On vaca… <Covers face/>

But I can justify it! I mean, I never go anywhere near that Town. It was a once-in-three-years opportunity! I know it’s against the rules of vacation, but it would have been foolish not to!

Methinks I doth protest too much.

Good4 says I must be getting desperate, but I would have phrased it differently. Perhaps that I have a heightened desire to close the single chapter of my life or an intensified awareness of the drawbacks of being unpaired at this stage of my life, or… Whatever.

To my own credit, I would like to point out that it was not part of the original vacation plans. I only thought of it while in the car driving away from NYC. Which spawned a problem of its own, immediately grasped by my ever-perspicacious mother, who asked, when I related the tale, “What did you wear?”

An excellent question – one that I pondered throughout the week of vacation. When you’ve packed a small carry-on full of t-shirts and long black skirts, what do you wear to visit a shadchan?

People make fun of women who pack fat suitcases full of clothes and shoes for every occasion, but it really isn’t a laughing matter. You simply don’t know what situation will arise, and invariably it will require clothing you didn’t pack.

A woman can never pack too many pairs of shoes.

I was contemplating that truism while surveying in dismay the three pairs I’d brought along. The hiking boots, the water shoes, and the sneakers.

Granted, the sneakers weren’t too bad. They were my LBS – Little Black Sneakers, the preferred footwear alternative for women who wear black socks. They would have to do. I hoped the shadchan wouldn’t notice.

The skirts – well, a long black skirt is respectable, isn’t it? It’s not like I even own any slinky skirts or pre-worn denim or anything. And as for shirts – well, thank goodness there was a sky-blue polo among the sweats-gray and orange t-shirts. Really all I needed was a quick stop in a pharmacy for some mousse (thank goodness I keep hair clips on my knapsack zipper pulls) and I’d be good to go.

Well, good enough to go.

At this point in my narrative my mother and Good4 are silent, positively riveted with – well, some strong emotion. The wonder in my mother’s expression is doubtless admiration for my resourcefulness. Or else uncertainty over whether I’d done myself more good or harm. But none of us had taken into account the view from the other side of the dining room table. That is to say: what does a shadchan wear when cramming a last-minute appointment into her busy evening? Hm… Never thought about that one.

When a nervous young lady, dressed to the nines, is arriving in your house, I guess you can’t really come out to interview her in your housecoat and plush bunny slippers. The pressure runs both ways.

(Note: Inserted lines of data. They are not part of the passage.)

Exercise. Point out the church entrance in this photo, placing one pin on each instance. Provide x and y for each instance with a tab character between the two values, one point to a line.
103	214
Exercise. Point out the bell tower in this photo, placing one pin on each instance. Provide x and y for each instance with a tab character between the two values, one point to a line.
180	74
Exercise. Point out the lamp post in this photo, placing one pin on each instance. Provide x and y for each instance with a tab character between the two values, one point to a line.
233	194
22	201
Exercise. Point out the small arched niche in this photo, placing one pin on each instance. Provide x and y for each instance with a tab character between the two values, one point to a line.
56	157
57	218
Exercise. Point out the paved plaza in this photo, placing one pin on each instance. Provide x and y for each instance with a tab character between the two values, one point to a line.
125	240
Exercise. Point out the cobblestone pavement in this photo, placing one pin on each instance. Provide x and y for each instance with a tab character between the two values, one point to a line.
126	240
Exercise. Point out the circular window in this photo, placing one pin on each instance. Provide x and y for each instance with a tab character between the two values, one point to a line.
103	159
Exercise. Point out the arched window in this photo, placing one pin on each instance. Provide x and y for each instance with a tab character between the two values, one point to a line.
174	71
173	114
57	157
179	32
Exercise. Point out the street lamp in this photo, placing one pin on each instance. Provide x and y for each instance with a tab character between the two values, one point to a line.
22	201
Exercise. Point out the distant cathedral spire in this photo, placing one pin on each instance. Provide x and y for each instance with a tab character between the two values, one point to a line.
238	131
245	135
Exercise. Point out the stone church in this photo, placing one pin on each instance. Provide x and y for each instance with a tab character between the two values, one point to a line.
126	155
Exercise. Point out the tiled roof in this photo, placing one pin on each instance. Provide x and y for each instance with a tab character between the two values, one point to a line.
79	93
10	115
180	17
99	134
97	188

“I’m so glad,” the shadchan confessed to me. “I felt bad about not changing into my sheitel and shoes, but then I see you…” her hand gesture takes in my sneakers and hemline. I murmur my excuses, but they seem unnecessary. She isn’t rudely pointing out my under-dressed state. She is contentedly pointing out the happy coincidence (Good4 would shout “Hashgacha pratis story!” at this point) of our being mutually dressed down on this occasion.

I wonder if, in the future, if  I ever visit another shadchan, I should call ahead and offer a sort of truce: I’ll dress down if you dress down?